Unsoeld (a la izquierda) y Tom Hornbein en el Everest, en 1963.

Tom Hornbein derribó durante 92 años, en plena temporada alta de asedio al Everest, apenas a dos semanas de celebrar el 60 aniversario de una de las ascensiones al techo del planeta más atrevidas que recuerda la historia del alpinismo. Tanto ha cambiado nuestra sociedad en estas seis décadas, que en el Everest cabe ahora lo inimaginable, lo convencional, el negocio, la caza del autofoto, las colas del absurdo y también cierta tristeza. Con Hornbein se va ese tipo de ser humano curioso, valiente, rebelde, nunca una oveja, alguien que nada tiene que ver con aquellos que ahora se amontonan agarrados a una cuerda como niños amarrados a la mano de su madre.
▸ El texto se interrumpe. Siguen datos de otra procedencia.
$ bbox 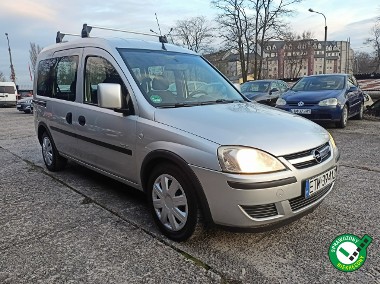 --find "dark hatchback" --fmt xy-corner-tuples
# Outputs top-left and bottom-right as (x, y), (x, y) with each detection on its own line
(276, 74), (364, 128)
(240, 80), (289, 106)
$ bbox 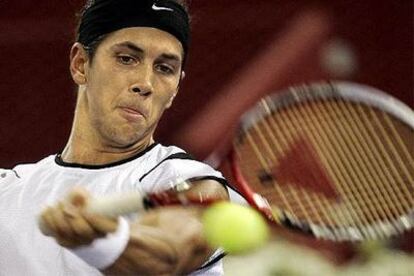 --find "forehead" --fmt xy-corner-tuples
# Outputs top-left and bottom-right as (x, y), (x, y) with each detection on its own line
(98, 27), (183, 58)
No quieren siquiera imaginar que podría ser eso de buscar un camino desconocido hasta la misma cima: la seguridad ante todo, proclaman, pero Hornbein podría responder que la seguridad en montaña pasa por la autonomía, por la experiencia, por la maestría necesaria para retos imaginar que se destaca de lo banal. Con todo, siempre elegante, Hornbein nunca criticó la deriva de los acontecimientos en el techo del planeta. Pasó por allí, hizo lo que quiso, y dibujó su reverencia: siguió escalando y caminando toda su vida pero no volvió a integrar ninguna gran expedición. De hecho, solía referirse a su paso por el Everest como «una aventura más que añadir a las muchas aventuras que pude vivir a los largos de los años en diferentes montañas». Escalar un árbol or el tejado de una casa fueron sus primeras grandes aventuras, esas que el tiempo no borra porque se quedan grabadas en el ADN.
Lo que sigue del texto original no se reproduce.